Horsetail keeps recurring in my mind as a metaphor for narrative, or more specifically, the deepest layers of narrative which are hard to uproot — hard to completely uproot — which find ways to infiltrate into everything, however much you might wish to weed them out or suppress them. I have fortnightly sessions with a therapist, so I’m attuned to looking for connections and threads, I suppose. Identifying those hidden sources of energy that lurk waaaaaaaay below the surface like sweet potato tubers or horsetail rhizomes can, in fact, help us to discover the real story, the ground zero, the source, the starting point of whatever we’re making.
Like my kindly allotment friends with the horsetail, my therapist isn’t trying to get me to unearth and destroy every scrap of what’s lurking in the recesses of my brain/psyche/past. He’s supporting me to accept the presence of these things, to reckon with them and reconcile myself to them, and to be more comfortable with the ways they feed into or entwine with all the other parts of me. Trying to deny them would be like trying to command horsetail to stop growing: defiance just won’t work. Far better to adapt, to learn to co-exist, rather than to set out on a mission of eradication.
Whether you’re in therapy or not (and show me someone who COULDN’T benefit from work with a therapist!), I imagine we’ve all got our own equivalent of The Things Deep Down which inform us, motivate us, even in some way help to explain us. If narrative feels too remote or inapplicable a term for your practice, though, let’s widen things out a bit.

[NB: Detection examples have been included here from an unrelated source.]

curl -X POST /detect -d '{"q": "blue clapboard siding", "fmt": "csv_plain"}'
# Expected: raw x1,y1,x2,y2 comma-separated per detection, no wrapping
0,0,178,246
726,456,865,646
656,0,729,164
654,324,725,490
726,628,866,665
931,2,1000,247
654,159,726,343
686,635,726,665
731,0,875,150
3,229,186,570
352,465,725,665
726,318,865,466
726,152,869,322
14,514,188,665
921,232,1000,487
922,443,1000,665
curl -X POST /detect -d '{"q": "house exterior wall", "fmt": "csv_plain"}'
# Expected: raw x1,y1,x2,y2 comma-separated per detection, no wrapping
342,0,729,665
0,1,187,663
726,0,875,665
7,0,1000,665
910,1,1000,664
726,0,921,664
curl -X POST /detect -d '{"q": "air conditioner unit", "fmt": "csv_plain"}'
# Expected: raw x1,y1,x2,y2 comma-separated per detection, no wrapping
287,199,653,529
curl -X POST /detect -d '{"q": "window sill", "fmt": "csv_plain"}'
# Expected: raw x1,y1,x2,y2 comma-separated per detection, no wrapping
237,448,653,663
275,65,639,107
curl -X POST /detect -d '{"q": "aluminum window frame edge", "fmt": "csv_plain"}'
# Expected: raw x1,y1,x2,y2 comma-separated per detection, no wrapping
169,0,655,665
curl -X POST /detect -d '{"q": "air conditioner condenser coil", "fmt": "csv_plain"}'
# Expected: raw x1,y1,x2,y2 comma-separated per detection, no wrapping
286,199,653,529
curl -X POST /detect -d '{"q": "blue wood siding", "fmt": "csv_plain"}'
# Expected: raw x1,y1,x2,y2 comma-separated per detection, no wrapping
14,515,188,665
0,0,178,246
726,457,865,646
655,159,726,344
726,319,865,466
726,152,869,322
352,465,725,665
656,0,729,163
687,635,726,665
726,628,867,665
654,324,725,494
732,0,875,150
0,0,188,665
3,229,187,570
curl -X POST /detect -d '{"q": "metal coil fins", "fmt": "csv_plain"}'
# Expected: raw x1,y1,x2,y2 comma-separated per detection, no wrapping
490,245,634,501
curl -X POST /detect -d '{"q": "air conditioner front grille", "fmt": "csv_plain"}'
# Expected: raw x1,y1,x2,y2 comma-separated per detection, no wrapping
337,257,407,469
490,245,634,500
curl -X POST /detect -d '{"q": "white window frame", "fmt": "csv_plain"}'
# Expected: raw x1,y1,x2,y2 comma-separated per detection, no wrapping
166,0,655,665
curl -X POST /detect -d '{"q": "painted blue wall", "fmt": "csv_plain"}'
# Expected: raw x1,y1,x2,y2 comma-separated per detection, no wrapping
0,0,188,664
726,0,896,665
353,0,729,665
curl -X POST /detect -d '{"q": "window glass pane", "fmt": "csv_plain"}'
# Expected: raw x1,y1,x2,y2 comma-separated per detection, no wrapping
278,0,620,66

I’m certain that anyone who’s creative in any kind of discipline will be tapping into this rich hidden vein within themselves in some way or other and that it will find expression in some aspect of the work they dedicate themselves to. Perhaps it’s a recurring theme, subject or style; a favoured instrument, structure or technique; a frequent returning to the same landscape; an urge to keep using yellow paint, or sonnet form, or problematic parental figures. It’ll be as unique as you are, but, I’m sure, it’ll show up above ground, all over your plot, every chance it gets.
So, interesting question to leave you on: what is it that Your Things Deep Down keep compelling you towards in your practice? Are you co-existing with it peaceably, or you trying your best to purge it from your soil?
As a little sidenote — the Birmingham-based artist Carolyn Morton is experimenting with horsetail as part of her wider creative practice, so far having used it to produce a range of inks and as a biomaterial for 3D printing. From dinosaur diet to design substance — there’s something rather exquisite about that.